The Dean of Students Office had previously announced a pandemic-era modified version of the tradition, in which upperclassmen storm freshman hallways in groups of three for up to five minutes. Still, many students took to pre-pandemic ways, disregarding the restrictions and mobbing the freshman dorms en masse sans masks.

“I thought it’d be a little underwhelming, but it was actually really fun,” said Jennifer Xiong ’25, who was placed in Lowell House.

In the week leading up to Housing Day, House Committees released widely-viewed music videos showing off house amenities and dissing the other houses. On Wednesday night, some freshmen took part in River Run, a forbidden ritual in which students take shots of alcohol at each of the nine river houses in an ill-fated attempt to avoid being assigned to live in the remote Radcliffe Quadrangle.

Throughout the day, freshmen — even those who were “quadded” — expressed excitement about their new homes, donning house merch, sharing pictures on social media, and attending house events.

Jeffrey Fang ’25, who displayed his house pride with a new Currier House baseball cap and shirt, said he had hoped to get a house in the Quad, though some of his blockmates were less pleased.

“There’s a higher chance of getting a single, also better food. And just peace and quiet,” Fang said.

Some posters for the Quad Houses and Mather House bore the phrase “more sex,” in reference to their abundance of single dorm rooms.

Early Thursday morning, students from Kirkland House arrived first to University Hall, where they draped a house flag over the John Harvard statue and hoisted another onto the building.

Students participating in dorm storm festivities spotted Currier’s mascot, known as Woody the Tree, brawling with Eliot House’s elephant mascot in an interhouse tussle.

When asked how he felt about his new house, Mahdi A. Hamad ’25 yelled “Quincy! Q house! Let’s go!” and said it was his second choice behind only Adams House.

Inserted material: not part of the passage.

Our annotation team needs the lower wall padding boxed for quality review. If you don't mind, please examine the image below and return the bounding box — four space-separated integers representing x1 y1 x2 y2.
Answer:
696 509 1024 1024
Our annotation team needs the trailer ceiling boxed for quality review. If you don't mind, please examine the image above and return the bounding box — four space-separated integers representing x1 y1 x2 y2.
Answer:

Savannah S. Cooksey ’25 said Housing Day and the dorm storm were “pretty fun,” even though she was “iffy at first” about getting assigned to Currier.

“We had seen Currier outside of our window where we were, and we looked and were like, ‘Crap, it’s not gonna be us, it’s not gonna be us,’” Cooksey said. “And then we hear ‘Boom boom boom boom,’ and we were like, ‘Dang it.’”

Taylor Fang ’25 said she was concerned she might have a higher chance of getting “quadded” due to the unusually large size of the Class of 2025 but felt “really lucky” to be placed in Adams.

Adams House students dressed down during the first in-person Housing Day in two years.
Adams House students dressed down during the first in-person Housing Day in two years. By Julian J. Giordano

“I heard that the 300 extra freshmen all got quadded,” she said. “That might just be a rumor, but that just made me feel even more like, ‘Wow, I’m really lucky to get a house that I like.’”

After receiving their housing assignments, freshmen had the chance to speak to upperclassmen, grab swag, and learn more about their house on the walkway to Annenberg Hall, where students had set up tables.

Audrey Gunawan ’25 said Housing Day festivities “lived up to everything that [she] expected.”

“I can tell that it’s really exciting for a lot of people, and especially the upperclassmen, who haven’t gotten to have a real in-person Housing Day yet,” Gunawan said. “I’ve been meeting a bunch of people that, turns out, are in my house.”

“I’m ready to be out of the Yard,” she added.